Bike to School
Today, May 8, was the second annual national Bike to School day. This year, I helped organize a bike to school event for my local middle school, and the experience was both rewarding and exhausting. The day dawned cloudy with just a hint of morning drizzle, which I think may have kept some families from participating, but we ultimately had about 12 kids and 4 parents participate in our group ride to school.
I was initially prompted to organize this event last fall after a student was struck by a car while bicycling to the local middle school. Fortunately, the girl was not seriously injured, but I’ll never forget the sight of the girl’s bicycle wedged under that car’s front bumper, and I resolved to do something about it.

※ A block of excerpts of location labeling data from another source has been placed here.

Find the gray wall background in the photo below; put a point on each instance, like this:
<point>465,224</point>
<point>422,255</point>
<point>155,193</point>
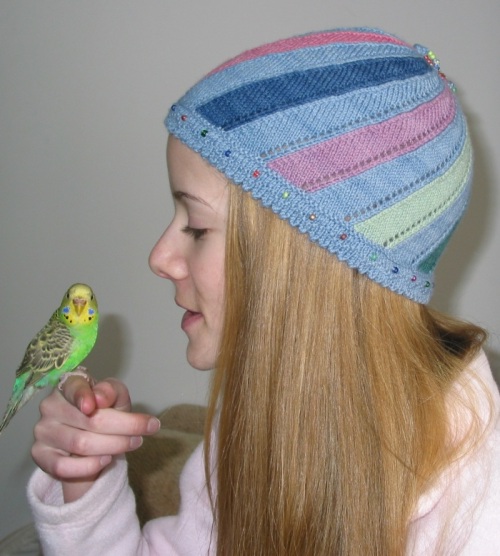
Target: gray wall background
<point>84,87</point>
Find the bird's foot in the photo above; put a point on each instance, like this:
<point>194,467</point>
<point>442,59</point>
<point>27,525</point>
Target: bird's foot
<point>79,371</point>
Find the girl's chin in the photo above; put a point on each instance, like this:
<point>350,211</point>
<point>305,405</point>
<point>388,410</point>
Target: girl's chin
<point>200,361</point>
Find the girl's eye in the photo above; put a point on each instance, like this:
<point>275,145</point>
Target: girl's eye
<point>196,233</point>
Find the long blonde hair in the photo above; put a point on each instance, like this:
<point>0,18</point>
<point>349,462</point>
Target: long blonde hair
<point>329,393</point>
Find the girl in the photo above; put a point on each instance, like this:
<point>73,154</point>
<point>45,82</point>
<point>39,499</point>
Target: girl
<point>316,182</point>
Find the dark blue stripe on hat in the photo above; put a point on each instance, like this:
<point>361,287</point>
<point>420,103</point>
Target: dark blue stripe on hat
<point>261,98</point>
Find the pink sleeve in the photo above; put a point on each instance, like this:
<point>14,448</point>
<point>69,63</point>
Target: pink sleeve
<point>104,520</point>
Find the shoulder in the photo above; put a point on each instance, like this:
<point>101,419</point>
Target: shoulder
<point>465,500</point>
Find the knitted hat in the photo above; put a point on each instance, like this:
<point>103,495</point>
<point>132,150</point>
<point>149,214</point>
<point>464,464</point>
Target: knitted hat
<point>351,135</point>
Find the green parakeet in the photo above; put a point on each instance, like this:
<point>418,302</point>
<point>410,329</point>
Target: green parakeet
<point>58,348</point>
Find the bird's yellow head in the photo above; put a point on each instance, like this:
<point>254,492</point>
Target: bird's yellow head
<point>79,305</point>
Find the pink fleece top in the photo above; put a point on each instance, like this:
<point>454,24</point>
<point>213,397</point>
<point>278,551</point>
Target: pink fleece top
<point>465,502</point>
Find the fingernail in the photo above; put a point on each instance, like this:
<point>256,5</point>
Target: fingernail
<point>153,425</point>
<point>135,442</point>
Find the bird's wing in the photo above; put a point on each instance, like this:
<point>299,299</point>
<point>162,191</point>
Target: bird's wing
<point>48,350</point>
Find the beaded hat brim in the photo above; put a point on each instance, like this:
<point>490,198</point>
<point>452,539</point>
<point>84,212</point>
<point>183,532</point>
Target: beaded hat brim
<point>352,136</point>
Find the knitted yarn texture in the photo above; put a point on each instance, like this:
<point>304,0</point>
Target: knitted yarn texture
<point>352,135</point>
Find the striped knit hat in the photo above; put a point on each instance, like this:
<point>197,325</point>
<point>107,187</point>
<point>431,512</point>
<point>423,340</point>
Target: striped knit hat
<point>351,135</point>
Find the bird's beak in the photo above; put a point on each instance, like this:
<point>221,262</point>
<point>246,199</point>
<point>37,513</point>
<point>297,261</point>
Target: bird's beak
<point>79,304</point>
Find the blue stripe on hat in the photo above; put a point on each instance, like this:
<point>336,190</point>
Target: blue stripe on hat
<point>272,65</point>
<point>267,96</point>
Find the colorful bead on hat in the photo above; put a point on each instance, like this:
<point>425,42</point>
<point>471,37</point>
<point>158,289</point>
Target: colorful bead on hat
<point>353,136</point>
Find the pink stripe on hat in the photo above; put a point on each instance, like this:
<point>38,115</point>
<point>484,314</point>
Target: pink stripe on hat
<point>304,41</point>
<point>343,157</point>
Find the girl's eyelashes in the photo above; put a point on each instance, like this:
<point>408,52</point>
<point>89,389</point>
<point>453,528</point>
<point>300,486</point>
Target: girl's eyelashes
<point>196,233</point>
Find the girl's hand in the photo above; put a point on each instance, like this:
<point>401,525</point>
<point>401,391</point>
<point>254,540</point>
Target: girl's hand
<point>82,428</point>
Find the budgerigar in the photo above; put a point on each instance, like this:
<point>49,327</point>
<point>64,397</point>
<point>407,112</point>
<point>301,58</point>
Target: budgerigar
<point>59,347</point>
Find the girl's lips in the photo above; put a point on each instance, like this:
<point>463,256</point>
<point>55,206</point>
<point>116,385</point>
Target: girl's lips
<point>189,318</point>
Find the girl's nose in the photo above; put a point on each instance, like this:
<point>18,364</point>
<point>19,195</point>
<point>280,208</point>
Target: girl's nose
<point>166,259</point>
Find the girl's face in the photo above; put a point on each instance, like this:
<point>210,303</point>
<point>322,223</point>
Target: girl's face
<point>190,252</point>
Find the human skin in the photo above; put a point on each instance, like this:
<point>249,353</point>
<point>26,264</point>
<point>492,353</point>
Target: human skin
<point>83,426</point>
<point>190,253</point>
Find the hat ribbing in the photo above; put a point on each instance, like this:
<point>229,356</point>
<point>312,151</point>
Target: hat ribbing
<point>351,135</point>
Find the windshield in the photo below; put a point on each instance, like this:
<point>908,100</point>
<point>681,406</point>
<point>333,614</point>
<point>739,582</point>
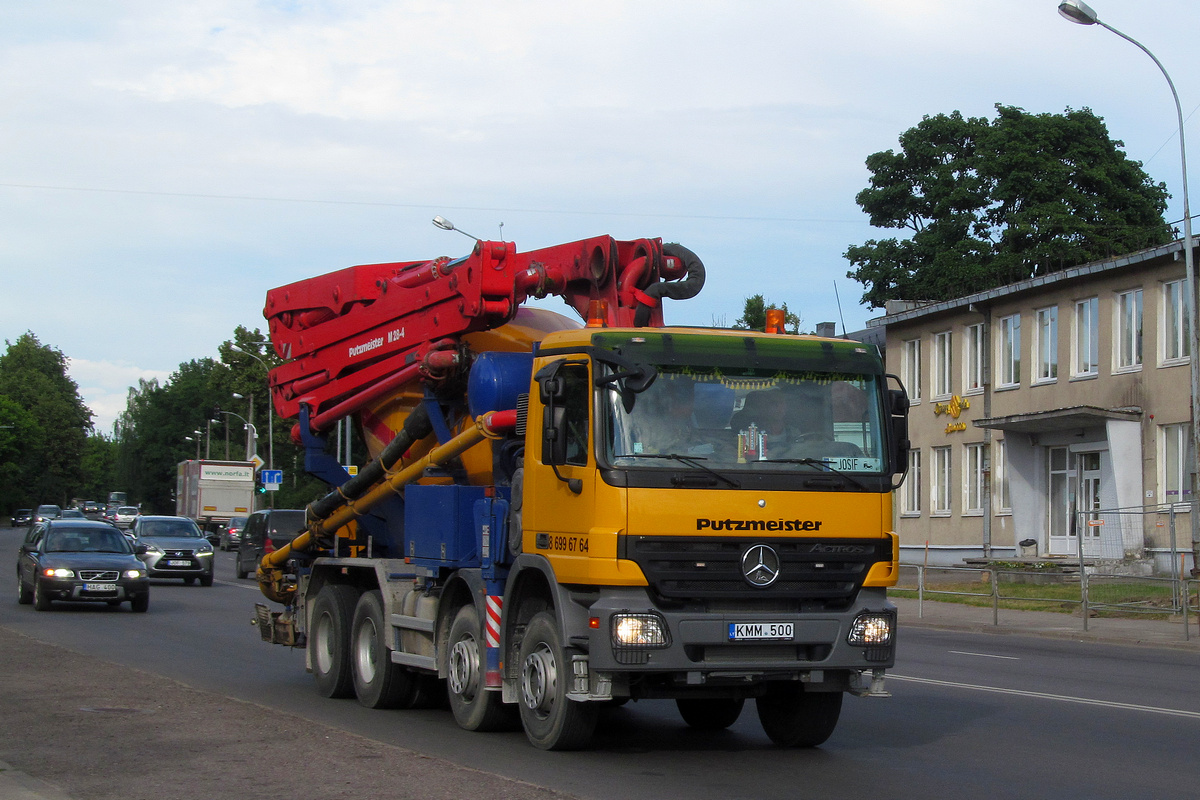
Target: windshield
<point>739,419</point>
<point>174,528</point>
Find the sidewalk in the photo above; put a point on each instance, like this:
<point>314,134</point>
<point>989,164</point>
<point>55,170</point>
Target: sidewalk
<point>1128,631</point>
<point>81,728</point>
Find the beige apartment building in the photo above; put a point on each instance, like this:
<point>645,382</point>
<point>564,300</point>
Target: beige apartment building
<point>1041,405</point>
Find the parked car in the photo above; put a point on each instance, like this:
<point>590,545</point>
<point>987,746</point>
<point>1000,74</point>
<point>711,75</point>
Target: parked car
<point>231,533</point>
<point>263,533</point>
<point>174,548</point>
<point>47,512</point>
<point>79,560</point>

A little bit of research showed how much walking and bicycling to school have declined in the last few decades. According to US DOT statistics, in 1969 almost 50 percent of American schoolkids walked or biked to school. Today that number has declined to just over 10 percent. I remember walking a little over a mile to the local elementary school when I was growing up, but in recent years, my wife and I almost always drove our kids to school, and statistically we’re pretty common. Here’s the really sad part: when my son was attending the local elementary campus, less than a quarter of a mile from our house, we drove him. Every day. Granted, there are no sidewalks on our street, and he’d have to cross the street where there’s no crosswalk at the corner where the bicyclist was struck, but that’s no excuse. We could have walked with him. Truth be told, my wife or I often walked to the school to pick him up at the end of the day, but on busy mornings, we got in the car.

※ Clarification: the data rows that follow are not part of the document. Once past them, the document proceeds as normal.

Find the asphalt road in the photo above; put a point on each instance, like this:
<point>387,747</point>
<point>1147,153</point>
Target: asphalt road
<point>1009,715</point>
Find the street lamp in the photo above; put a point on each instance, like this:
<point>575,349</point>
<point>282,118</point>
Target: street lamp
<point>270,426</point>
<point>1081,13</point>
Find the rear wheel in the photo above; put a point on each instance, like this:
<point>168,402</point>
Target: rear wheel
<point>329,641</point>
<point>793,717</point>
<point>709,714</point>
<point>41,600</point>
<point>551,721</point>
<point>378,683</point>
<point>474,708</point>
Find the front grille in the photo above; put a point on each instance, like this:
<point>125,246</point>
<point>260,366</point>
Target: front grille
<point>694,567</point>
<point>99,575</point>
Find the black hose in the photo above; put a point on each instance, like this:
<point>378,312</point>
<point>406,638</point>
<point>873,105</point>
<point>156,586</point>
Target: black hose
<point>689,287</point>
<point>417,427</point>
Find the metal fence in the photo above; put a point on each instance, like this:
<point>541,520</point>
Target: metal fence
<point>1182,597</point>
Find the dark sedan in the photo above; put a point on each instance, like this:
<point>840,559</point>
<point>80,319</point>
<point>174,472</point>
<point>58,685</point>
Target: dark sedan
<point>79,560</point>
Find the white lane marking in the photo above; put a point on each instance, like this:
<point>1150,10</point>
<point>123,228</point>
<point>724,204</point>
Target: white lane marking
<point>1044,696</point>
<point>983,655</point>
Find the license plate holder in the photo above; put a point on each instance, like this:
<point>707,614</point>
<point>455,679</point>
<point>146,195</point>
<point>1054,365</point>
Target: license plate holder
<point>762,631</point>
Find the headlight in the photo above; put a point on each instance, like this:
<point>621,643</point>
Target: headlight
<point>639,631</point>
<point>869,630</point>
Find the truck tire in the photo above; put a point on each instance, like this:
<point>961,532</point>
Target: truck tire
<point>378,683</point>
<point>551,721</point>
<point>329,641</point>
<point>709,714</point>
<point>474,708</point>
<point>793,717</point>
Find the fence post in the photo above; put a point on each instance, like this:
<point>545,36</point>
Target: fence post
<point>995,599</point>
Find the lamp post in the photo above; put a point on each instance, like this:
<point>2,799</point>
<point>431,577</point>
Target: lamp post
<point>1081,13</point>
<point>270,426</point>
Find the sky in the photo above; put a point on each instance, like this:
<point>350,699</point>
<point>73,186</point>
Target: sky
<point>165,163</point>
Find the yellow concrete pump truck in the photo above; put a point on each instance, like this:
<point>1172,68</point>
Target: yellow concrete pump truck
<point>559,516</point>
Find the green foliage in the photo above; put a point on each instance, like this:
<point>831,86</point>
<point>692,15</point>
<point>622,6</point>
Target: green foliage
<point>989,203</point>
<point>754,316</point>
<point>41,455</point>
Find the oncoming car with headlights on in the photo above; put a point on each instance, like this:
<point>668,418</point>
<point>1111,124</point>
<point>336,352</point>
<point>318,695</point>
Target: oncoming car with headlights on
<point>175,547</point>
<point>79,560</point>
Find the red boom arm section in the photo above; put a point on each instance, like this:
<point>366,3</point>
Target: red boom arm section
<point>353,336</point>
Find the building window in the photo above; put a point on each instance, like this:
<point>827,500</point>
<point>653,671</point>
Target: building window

There are many reasons for this, and parents I’ve talked to often cite safety as the number one reason they chauffeur their kids to and from school in cars. Ironically, the mini-traffic jams our cars cause around schools twice a day are one of the main reasons the streets are less safe than they were 30 or 40 years ago. The pollution and greenhouse gas emissions from literally millions of cars idling in front of schools across America is not inconsequential, either. Moreover, we’re implicitly teaching our kids to depend on cars for every little trip, and the lack of exercise among young people is part of what has led to an obesity epidemic among American youngsters.
There is also a fear of predators expressed by parents. While statistically, the chance of a predator attacking a child on the way to school is much smaller than a child getting killed in a car accident, the fear is nonetheless real. This is why organized bike and walk to school events are so important. They offer parents an opportunity to supervise a wholesome and environmentally friendly way to travel to school by organizing “bike trains” and “walking school buses.” Young people get healthy exercise, develop knowledge of the rules of the road, and connect with their communities in a group setting.

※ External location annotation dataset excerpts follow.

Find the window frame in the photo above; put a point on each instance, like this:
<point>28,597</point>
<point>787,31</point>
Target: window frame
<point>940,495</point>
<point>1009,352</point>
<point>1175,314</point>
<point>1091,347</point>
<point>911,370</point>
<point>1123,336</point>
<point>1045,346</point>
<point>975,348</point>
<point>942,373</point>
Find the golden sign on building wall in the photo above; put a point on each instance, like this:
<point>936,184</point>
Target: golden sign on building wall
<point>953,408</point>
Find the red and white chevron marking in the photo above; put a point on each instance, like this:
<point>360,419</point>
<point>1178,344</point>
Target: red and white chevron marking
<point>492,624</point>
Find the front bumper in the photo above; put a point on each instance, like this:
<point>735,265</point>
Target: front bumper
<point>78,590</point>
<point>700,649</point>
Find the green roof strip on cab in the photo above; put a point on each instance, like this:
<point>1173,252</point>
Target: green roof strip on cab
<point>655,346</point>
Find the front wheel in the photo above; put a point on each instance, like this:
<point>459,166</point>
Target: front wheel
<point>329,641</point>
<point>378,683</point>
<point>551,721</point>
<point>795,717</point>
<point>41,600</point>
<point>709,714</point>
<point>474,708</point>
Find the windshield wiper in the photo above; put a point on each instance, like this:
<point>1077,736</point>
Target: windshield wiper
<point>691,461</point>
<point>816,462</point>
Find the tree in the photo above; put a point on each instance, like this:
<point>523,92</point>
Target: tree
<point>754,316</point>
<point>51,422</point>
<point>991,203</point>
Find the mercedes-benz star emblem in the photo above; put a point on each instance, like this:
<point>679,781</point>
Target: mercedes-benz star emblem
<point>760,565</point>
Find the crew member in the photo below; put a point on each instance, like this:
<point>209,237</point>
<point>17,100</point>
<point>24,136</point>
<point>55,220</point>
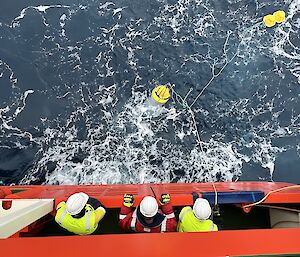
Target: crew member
<point>148,217</point>
<point>196,219</point>
<point>80,214</point>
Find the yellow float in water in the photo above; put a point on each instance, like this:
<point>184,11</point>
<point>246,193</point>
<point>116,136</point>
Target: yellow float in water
<point>279,16</point>
<point>269,20</point>
<point>161,94</point>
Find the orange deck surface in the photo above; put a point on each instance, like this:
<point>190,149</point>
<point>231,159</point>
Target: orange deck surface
<point>221,243</point>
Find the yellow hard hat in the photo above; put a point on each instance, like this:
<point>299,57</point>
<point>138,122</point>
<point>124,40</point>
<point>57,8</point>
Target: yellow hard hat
<point>161,94</point>
<point>279,16</point>
<point>269,20</point>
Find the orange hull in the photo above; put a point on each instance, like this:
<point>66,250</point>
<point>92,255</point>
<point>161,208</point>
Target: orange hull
<point>221,243</point>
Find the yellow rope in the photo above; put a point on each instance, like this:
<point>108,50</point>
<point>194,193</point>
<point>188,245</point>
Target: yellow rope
<point>268,194</point>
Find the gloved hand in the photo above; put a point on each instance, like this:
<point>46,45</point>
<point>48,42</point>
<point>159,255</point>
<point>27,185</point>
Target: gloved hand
<point>165,198</point>
<point>128,200</point>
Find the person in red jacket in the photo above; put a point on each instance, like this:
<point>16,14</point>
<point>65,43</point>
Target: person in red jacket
<point>148,217</point>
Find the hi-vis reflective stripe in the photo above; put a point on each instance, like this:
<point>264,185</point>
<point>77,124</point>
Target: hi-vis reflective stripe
<point>62,216</point>
<point>184,213</point>
<point>133,221</point>
<point>171,215</point>
<point>122,216</point>
<point>88,220</point>
<point>164,225</point>
<point>212,226</point>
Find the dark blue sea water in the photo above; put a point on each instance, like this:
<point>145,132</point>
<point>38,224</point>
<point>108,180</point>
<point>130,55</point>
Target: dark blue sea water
<point>76,76</point>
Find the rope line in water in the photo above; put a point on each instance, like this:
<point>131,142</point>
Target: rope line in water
<point>268,194</point>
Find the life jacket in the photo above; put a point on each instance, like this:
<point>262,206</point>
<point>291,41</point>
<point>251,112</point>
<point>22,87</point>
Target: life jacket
<point>81,226</point>
<point>189,223</point>
<point>137,224</point>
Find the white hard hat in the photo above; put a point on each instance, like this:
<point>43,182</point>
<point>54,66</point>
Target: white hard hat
<point>202,209</point>
<point>149,206</point>
<point>76,203</point>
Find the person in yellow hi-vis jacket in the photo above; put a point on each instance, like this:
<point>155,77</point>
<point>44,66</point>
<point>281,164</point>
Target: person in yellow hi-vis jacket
<point>80,214</point>
<point>196,219</point>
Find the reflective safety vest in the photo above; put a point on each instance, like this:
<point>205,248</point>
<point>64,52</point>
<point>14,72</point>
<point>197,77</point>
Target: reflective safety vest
<point>189,223</point>
<point>81,226</point>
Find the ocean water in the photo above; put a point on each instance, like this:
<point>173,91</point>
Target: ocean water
<point>76,77</point>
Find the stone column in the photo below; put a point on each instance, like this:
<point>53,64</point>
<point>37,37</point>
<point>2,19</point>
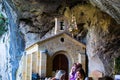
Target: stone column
<point>29,67</point>
<point>42,65</point>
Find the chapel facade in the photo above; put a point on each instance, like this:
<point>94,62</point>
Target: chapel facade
<point>57,50</point>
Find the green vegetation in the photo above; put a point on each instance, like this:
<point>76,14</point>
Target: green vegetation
<point>3,25</point>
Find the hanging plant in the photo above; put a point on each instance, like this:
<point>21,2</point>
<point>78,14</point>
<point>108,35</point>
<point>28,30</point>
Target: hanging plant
<point>3,24</point>
<point>117,65</point>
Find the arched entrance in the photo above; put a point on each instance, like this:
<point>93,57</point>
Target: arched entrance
<point>60,62</point>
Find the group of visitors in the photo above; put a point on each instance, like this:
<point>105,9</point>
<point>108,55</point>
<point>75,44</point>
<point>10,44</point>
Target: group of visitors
<point>77,72</point>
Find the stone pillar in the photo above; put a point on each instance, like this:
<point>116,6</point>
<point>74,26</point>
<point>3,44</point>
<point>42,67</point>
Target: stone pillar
<point>34,62</point>
<point>82,60</point>
<point>24,70</point>
<point>42,65</point>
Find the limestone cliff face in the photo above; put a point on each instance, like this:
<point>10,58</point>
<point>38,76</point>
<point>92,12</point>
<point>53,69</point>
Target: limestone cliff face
<point>30,20</point>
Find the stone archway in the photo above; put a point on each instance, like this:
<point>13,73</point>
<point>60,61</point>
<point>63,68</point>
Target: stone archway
<point>60,62</point>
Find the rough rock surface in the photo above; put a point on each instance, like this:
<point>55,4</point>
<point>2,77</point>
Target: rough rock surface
<point>36,17</point>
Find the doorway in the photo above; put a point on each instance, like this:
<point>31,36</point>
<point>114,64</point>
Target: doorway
<point>60,62</point>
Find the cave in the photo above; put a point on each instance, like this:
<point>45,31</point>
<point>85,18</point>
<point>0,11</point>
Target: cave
<point>92,23</point>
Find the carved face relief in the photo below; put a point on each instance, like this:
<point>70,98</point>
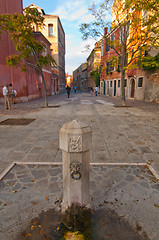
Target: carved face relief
<point>75,169</point>
<point>75,143</point>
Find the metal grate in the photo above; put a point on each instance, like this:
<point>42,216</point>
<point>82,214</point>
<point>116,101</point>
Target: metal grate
<point>17,121</point>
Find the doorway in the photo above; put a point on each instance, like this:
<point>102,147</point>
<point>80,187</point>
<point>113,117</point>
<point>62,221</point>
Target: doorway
<point>104,89</point>
<point>107,87</point>
<point>114,87</point>
<point>132,88</point>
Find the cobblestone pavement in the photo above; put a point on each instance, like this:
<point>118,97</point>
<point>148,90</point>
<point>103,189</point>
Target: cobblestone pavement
<point>120,135</point>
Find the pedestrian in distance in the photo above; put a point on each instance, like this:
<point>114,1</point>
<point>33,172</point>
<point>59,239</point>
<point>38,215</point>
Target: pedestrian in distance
<point>91,91</point>
<point>96,90</point>
<point>6,97</point>
<point>12,93</point>
<point>68,91</point>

These bike to school days don’t have to be every day, but can be once a week or once a month. In the past year, my daughter and I have been bicycling to her school once a week (save a couple of days when it was raining pretty hard). In addition to being great exercise for both of us, she’s learning to be more confident on the road, and it provides wonderful father-daughter time.
I’ve been feeling a little discouraged lately about the slow pace of change in this car-obsessed culture, and the magnitude of the environmental crisis that our addiction to fossil fuels exacerbates. But there was real enthusiasm from the parents and kids on the ride. The local PD offered a bicycle escort, and even stopped traffic at the two major intersections we rode through on the way to school, making the event stress-free for the kids. The parents who participated are already talking about putting together more events of this sort to help kids learn to ride safely, and the local principal has been super supportive.
Maybe, just maybe, we’ll break our dependency on cars. One small step at a time.